This is an old revision of the document!


Idea: Tiny Analytics Engine in Haskell

The dataset consists of course grades of a real lecture (the names have been changed). The dataset has the following problems:

  • lecture grades are mapped against email addresses, whereas homework grades and exam grades are mapped against names.
  • lecture grades also contains entries with no email address. These correspond to students which have not provided with an email in a valid form.
  • so, in order to have a unique key for each student, the table email to name student map was created using a form. However, it contains some typos.

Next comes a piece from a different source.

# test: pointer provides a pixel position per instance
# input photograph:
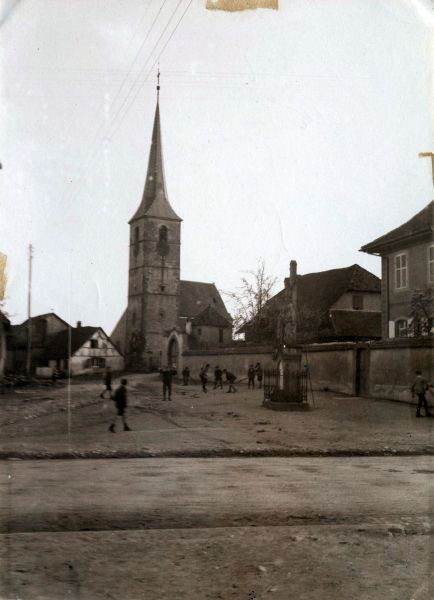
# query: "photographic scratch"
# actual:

Task 1 - Reading/writing a DS

DSets are usually presented as CSV files. A CSV file uses a column_delimiter (namely the character ,) to separate between columns of a given entry and a row delimiter (in Unix-style encoding: \\n).

In Haskell, we will represent the DS as a String. We will refine this strategy later. As with CSVs, we will make no distinction between the column head, and the rest of the rows.

We will also use CSV as an output format. For a nicer output display, we will use google sheets.

Task 2 - repairing the DS

* Create a consistent dataset by:

  1. filtering out those entries in lecture grades which contain no email.
  2. populate with 0 all empty entries in lecture grades.
  1. joining the Homework grades and Exam grades tables in a single one, henceforth called Main (Careful: Exam grades contains only entries for students which have passed the exam)
  2. in order to add lecture grades to the previous table, we have to solve the typo problem from the email to name map:
    1. we need to implement a distance function (e.g. Levenstein distance). Initially, we compute it recursively, using a list-style matrix. Later on, we use Dynamic Programming to improve speed of the implementation.
    2. we extract (or select) the list of names from Main
    3. we match them with emails
    4. for names in Email to name map which are not identical to those in Main, we map the distance function over the complete list of names and select the minimal value as a match
    5. we correct typos in Email to name map in this way
    6. then perform the simple join with Main

Task 3 - anonymization

Whenever we work with a DS that contains sensible information, we need to anonymize it. This DS has already been anonymized, however, for the sake of the exercise, we will assume the names are real.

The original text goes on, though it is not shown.